Abousfian Abdelrazik - Dans ses souliers

Les citoyens dont les noms clignotent sur la fameuse liste antiterroriste de l'ONU vivent en sursis. Abousfian Abdelrazik, ce Canadien qui entretient l'espoir d'être blanchi des soupçons qui pèsent sur lui, en est le plus troublant exemple: puisqu'il ne peut voyager, il lui a été impossible de défendre sa propre cause jeudi, à New York, devant les responsables onusiens de surveillance d'al-Qaïda et des talibans.
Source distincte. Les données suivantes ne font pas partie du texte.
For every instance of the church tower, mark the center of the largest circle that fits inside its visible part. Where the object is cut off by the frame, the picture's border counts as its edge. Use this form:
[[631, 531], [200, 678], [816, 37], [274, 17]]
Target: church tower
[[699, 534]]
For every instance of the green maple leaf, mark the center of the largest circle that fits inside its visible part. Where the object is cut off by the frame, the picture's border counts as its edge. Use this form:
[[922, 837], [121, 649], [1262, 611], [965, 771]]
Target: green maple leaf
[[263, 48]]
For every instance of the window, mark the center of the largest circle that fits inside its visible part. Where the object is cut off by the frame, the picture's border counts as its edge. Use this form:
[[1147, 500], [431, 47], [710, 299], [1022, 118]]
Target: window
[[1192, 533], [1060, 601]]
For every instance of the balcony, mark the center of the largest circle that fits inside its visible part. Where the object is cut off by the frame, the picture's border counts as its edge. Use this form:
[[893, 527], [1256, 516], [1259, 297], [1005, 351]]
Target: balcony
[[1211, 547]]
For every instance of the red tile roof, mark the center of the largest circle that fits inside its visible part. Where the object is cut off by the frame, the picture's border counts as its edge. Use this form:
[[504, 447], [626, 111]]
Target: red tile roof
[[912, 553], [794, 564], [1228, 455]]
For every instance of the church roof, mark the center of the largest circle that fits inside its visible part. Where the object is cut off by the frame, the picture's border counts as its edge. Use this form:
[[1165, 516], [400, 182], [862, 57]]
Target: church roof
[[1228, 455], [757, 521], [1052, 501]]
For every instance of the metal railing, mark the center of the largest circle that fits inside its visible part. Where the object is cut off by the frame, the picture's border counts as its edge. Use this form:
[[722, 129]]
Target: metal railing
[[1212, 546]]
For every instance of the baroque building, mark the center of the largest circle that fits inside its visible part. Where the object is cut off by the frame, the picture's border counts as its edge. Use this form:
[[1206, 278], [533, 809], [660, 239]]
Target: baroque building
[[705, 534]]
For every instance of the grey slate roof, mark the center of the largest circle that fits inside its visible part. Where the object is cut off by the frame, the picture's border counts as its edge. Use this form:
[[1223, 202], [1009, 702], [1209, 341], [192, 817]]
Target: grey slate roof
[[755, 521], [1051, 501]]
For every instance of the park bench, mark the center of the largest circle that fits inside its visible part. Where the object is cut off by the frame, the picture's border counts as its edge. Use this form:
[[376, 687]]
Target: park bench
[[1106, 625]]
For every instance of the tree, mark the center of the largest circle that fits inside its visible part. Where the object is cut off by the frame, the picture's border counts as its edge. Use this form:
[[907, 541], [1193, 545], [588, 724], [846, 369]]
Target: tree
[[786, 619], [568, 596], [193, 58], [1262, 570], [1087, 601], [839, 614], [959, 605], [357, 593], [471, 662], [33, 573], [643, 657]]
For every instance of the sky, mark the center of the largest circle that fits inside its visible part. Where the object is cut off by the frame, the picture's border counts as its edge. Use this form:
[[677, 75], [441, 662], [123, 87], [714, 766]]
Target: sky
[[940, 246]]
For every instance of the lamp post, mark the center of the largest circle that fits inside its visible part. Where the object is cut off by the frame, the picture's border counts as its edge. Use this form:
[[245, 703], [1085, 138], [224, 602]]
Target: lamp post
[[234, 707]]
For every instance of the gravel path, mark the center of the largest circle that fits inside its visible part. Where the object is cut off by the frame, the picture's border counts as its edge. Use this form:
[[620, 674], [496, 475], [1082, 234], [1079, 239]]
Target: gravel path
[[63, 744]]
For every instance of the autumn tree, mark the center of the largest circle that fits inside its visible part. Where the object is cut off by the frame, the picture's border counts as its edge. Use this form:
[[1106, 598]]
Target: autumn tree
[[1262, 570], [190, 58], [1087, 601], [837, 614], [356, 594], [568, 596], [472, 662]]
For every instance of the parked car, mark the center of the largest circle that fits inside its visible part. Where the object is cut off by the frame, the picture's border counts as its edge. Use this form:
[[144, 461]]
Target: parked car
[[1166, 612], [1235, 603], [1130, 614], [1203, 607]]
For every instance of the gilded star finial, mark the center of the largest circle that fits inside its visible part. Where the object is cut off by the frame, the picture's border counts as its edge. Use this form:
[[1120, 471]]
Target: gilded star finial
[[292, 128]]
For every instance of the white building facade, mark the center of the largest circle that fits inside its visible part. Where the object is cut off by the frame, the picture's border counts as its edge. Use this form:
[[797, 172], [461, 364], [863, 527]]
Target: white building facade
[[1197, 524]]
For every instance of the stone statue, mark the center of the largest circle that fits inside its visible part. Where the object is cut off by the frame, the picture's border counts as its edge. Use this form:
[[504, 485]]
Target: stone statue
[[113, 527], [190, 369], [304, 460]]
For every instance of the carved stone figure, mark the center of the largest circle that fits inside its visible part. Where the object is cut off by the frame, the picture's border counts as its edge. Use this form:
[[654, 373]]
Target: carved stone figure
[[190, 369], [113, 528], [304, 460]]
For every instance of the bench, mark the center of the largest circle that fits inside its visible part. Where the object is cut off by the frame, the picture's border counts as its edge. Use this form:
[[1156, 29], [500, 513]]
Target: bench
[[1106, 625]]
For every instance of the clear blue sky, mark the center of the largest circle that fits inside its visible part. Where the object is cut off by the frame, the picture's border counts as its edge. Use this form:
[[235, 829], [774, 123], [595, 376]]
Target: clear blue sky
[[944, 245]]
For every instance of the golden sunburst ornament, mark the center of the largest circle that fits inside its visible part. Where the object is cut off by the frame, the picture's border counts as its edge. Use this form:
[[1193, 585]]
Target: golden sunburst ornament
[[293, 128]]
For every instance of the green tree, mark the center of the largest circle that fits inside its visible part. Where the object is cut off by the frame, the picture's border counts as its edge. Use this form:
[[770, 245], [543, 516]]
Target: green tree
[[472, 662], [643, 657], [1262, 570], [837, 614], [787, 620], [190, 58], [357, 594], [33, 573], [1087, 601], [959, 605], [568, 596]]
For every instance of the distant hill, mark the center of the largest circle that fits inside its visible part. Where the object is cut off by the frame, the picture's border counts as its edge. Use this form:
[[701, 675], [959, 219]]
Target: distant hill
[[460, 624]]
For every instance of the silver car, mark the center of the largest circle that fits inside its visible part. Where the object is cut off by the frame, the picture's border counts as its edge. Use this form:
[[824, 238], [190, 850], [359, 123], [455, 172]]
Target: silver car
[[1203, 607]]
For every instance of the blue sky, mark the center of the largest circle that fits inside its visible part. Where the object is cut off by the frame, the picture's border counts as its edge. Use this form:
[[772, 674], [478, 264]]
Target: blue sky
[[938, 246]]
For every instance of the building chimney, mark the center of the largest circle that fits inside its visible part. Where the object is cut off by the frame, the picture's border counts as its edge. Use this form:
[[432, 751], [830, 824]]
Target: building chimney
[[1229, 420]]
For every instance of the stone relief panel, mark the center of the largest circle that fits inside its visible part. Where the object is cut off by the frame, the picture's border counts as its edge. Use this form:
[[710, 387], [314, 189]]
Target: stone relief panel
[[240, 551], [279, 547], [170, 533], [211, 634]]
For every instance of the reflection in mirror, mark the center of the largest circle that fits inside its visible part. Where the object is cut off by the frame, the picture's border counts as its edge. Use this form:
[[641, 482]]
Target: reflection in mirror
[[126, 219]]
«Je vous invite à vous mettre à ma place», a imploré Abdelrazik jeudi, par vidéo. Mettez-vous dans mes souliers, leur a-t-il dit en substance. «Venez vivre une journée avec moi pour voir la souffrance dont je parle.»

Depuis que son nom a atterri sur la No Fly List, en 2003, puis sur la liste de l'ONU, en 2006, les jours de M. Abdelrazik sont ténébreux. Il a été coincé au Soudan pendant six ans, coupé de toute vie familiale; depuis son retour en 2009, il croule sous des interdictions vitales: il ne peut plus sortir du pays, ses avoirs sont gelés, il ne peut gagner sa pitance, n'a droit à aucun secours de l'État. La «souffrance» qu'il évoque n'est plus celle de la torture, qu'il dit avoir subie dans les prisons soudanaises, mais celle d'une existence mise entre parenthèses. Plus d'argent. Plus de travail. Plus de liberté. Une identité voilée.

Gardons-nous d'oublier pourquoi ce Canadien, triste figurant au tableau des ressortissants mal défendus par leur propre patrie, est resté si longtemps au Soudan. C'est que le Canada, qui a bafoué ses droits, a attendu un accablant rapport de la Cour fédérale pour s'agiter. C'est à son corps défendant qu'il a mis fin à l'exil de cet homme.

L'espoir d'un retour à une vie normale pour Abousfian Abdelrazik repose désormais entre les mains du comité 1267, du nom de cette résolution concernant al-Qaïda et les talibans, votée en 1999 et remaniée maintes fois depuis. Ce comité du Conseil de sécurité de l'ONU a commencé un processus de retrait de certains noms sur la liste, qui a porté ses fruits pour deux personnes jusqu'à maintenant: le Bosniaque Safet Ekrem Durguti et le Tunisien domicilié en Suisse Tarek Ben Al-Bechir Ben Amara Al-Charaabi. Neuf autres demandes sont à l'étude, dont celle du Canadien.

Le Comité 1267 est sensible à toute nouvelle information portée au dossier du demandeur. Ce groupe, présidé en ce moment par une Allemagne encline à des assouplissements, décide de radier un nom de la liste après avoir entendu les représentations du pays à l'origine de l'inscription — présumément les États-Unis, dans ce cas-ci — et le pays de résidence ou de nationalité.

C'est donc dire que le Canada doit encore jouer un rôle dans la défense de son citoyen; un citoyen blanchi par la Gendarmerie royale du Canada et le Service canadien du renseignement de sécurité, lesquels n'ont décelé aucune raison de maintenir des soupçons de terrorisme sur lui. Le Canada a déjà failli une première fois. Il n'a pas droit à une seconde déconfiture.
1 commentaire
  • Gilbert Talbot - Abonné 19 juin 2011 20 h 06

    Heureusement c'est l'Allemagne qui a été élue au Conseil de Sécurité

    Ouf ! Heureusement que c'est l'Allemagne qui a été élue au Conseil de Sécurité, et non le Canada, car dans ce cas-là Harper n'aurait jamais défendu monsieur Abdelrazik.